経営基盤を強固にして企業価値を高め、業界全体の信頼性向上を牽引するために、ガバナンスの強化も重視する。「6人の取締役のうち、保険業界、金融業界などを経験した3人の社外取締役、および3人の社外監査役を配置し、リスク管理を徹底しています。21年12月の株主総会においてさらに社内取締役1名、社外取締役1名、社内監査役1名を増員予定です。また内部監査室とコンプライアンス部、さらに各部門で実効性の高いチェック体制を構築、実施しています」と岩井氏。21年度には統合報告書を初めて発行するなど、情報開示にも力を入れる。
先進のIT企業の成長を支える「人」
インシュアテックの先頭を走りながら、その成長を支える根幹として「人」を最重視するところにこそアドバンスクリエイトの強さはある。「社員の幸せこそが企業存続の意味」と考える濱田氏は、社員が最大限力を発揮できる職場環境づくりと社員教育に情熱を注ぐ。土日祝日の完全休業や営業担当者の固定給制といった取り組みが顕著な例だ。また、女性や若手を積極的に管理職に登用するなど、多様な人材が活躍できる環境が、社員のモチベーション向上、ひいては業績に好影響を及ぼしている。

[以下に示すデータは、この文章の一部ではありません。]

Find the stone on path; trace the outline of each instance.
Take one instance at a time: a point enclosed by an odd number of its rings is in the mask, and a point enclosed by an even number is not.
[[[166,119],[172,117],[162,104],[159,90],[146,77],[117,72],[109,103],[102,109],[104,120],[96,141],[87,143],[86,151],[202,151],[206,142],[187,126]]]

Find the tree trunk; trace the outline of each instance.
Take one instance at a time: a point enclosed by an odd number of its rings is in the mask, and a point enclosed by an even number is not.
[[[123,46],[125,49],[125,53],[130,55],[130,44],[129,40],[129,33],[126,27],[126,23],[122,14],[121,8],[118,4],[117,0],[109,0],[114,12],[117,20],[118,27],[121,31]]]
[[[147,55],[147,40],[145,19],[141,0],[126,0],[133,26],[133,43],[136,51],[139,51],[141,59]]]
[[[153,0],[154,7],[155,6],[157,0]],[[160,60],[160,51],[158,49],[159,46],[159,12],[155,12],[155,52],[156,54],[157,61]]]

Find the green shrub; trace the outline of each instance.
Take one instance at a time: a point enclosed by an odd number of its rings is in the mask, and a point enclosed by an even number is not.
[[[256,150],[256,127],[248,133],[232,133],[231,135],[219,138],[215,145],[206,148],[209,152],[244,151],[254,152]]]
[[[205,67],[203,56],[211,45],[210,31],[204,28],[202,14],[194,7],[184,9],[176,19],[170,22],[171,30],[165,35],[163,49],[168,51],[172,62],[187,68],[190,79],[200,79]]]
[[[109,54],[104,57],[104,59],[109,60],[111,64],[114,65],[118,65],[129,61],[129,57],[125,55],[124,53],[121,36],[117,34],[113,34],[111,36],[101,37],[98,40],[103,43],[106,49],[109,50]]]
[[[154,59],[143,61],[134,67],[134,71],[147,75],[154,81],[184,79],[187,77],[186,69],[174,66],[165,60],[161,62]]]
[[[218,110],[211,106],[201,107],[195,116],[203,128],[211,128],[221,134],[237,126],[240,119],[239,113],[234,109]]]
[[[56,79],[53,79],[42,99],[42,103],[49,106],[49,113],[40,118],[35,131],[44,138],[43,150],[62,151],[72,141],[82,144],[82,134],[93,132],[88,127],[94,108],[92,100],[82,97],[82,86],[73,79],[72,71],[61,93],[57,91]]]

大澤あかり氏は、入社8年目の若さで営業推進部の部長を任されている。これまで支店長を歴任、産休・育休を経て復帰後、昇進を果たした。「復帰後も、時短勤務やリモート勤務など柔軟な働き方が可能です。社内に託児所もあり、子育てしながらキャリアアップできます」と語る。現部署では、全支店の営業担当者の支援・教育を担う。「失敗も前向きに受け止め粘り強く取り組むことや、自分自身で考え主体的に行動することなど、私自身が濱田社長から学んだことを伝えています」と大澤氏。「何より『会社が好き』という気持ちが原動力」だと笑顔を見せる。
「年次に関係なく、挑戦する社員を後押ししてくれる」社風を実感しているのは、大阪支店営業課の慈幸映里氏だ。部署横断的に組織される海外事業プロジェクトに立候補。意欲を買われ、1年目にしてメンバーに抜擢された。「入社後3カ月間、毎日濱田社長から研修を受け、夢を持って挑戦することの大切さを教わりました。先輩や上司も、私のような経験の浅い社員の挑戦を前向きに評価し、サポートしてくれます」と言う。
進化を止めることなく、未踏の領域に挑み続ける。濱田氏と同じ志と発想力を持った後進を育成することで、50年先、100年先を見据えた持続的成長を目指していく。